Diğer taraftan, asıl mesele Marmara’nın üst 25 metresindeki az tuzlu Karadeniz suyu; 25 metre altında ise deniz dibine kadar olan kısımda da, Akdeniz'den gelen tuzlu su vardır. Tuzluluk yoğunluğu farklı iki su tabakası, iki koşul dışında, dikey yönden birbirleri ile karışmazlar. Ancak ne var ki, üst sudaki organik maddeler zamanla bu bariyeri geçer ve alttaki suda birikir. Parçalanma sürecinde, oksijen tüketen bu organik maddeler alt tabakayı besince zengin bir hale getirir. Normal koşullarda üstteki su, alttaki su ile karışmaz. Yani tuzluluk bariyerini aşamaz. Atmosferdeki oksijen ise, bu tabakayı geçemediği için alt tabadaki suyun oksijeni giderek tükenir. Marmara Denizi’ndeki oksijen eksikliğinin çaresi, oksijen kaynağı olan Çanakkale Boğazı’nın altından giren Akdeniz suyudur. Buna karşılık, Karadeniz'den İstanbul Boğazını geçerek gelen deniz suyu; Marmara’ya o hızla çıkınca, başka türlü karışma imkânı bulamayan alt tabaka suyunu vakumlar gibi emer ve üst su ile karışır. Bu süreç tüm sene boyunca devam eder. Ancak, üst su tabakası 3 ayda bir; alttaki su tabakası ise 7 yılda bir değişir. Bu özellik sadece Marmara’ya hastır. Bahsedilen özelliğinden dolayı Kanal İstanbul’u Süveyş’e ya da Panama’ya benzetmek doğru olmaz. Yapılacak Kanal İstanbul ise, bu hassas dengeyi bozmaktadır. Uzmanlara göre, derinliği 25 metre olacak şekilde, ikinci bir musluk açıldığında, Karadeniz'in suyu Marmara’ya daha hızlı akacak ve bol besinli üst tabaka zaten can çekişen alt tabakaya baskı yaparak oksijenin hızla azalmasına neden olacaktır. Oksijen bittiğinde ise geri dönüşü olmayan bir noktaya gelinecektir. Kanal kapatılsa bile oksijensizlik kimyasal dengeleri altüst etmiş olacağı için alt tabakadaki hidrojen sülfür yoğunluğu gittikçe artarak etrafa yayılacak ve havadan yüzde yirmi ağır, dibe çöken çürük yumurta kokulu dayanılmaz zehirli bir hava, İstanbul'u bir yana, Marmara'yı da ölü denize dönüştürecektir. Dolayısıyla, Karadeniz suyu yapısı ekolojik yönden bozulacaktır. İşte sadece bu nedenlerle yapılacak olan Kanal İstanbul, İstanbul'a yapılacak en büyük kötülük olacaktır.
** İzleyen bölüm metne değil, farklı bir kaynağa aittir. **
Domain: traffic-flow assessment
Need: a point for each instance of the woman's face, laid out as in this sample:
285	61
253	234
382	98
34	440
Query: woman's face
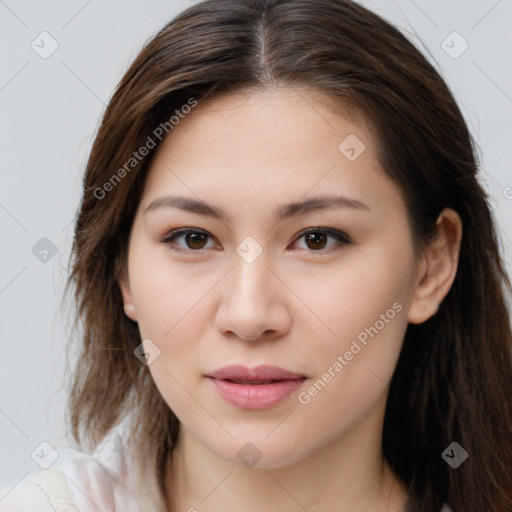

Ayrıca; Kanal İstanbul'un yapılmasıyla da, İstanbul'un halen suyunu temin eden baraj ve su kaynakları da azalacağından, susuz bir İstanbul karşımıza çıkacaktır.
Düşünebiliyor musunuz? Karşınızda, havadan yüzde 20 daha ağır ve zehirli; çürük yumurta kokulu bir havalı ve yine susuz bir İstanbul olacak…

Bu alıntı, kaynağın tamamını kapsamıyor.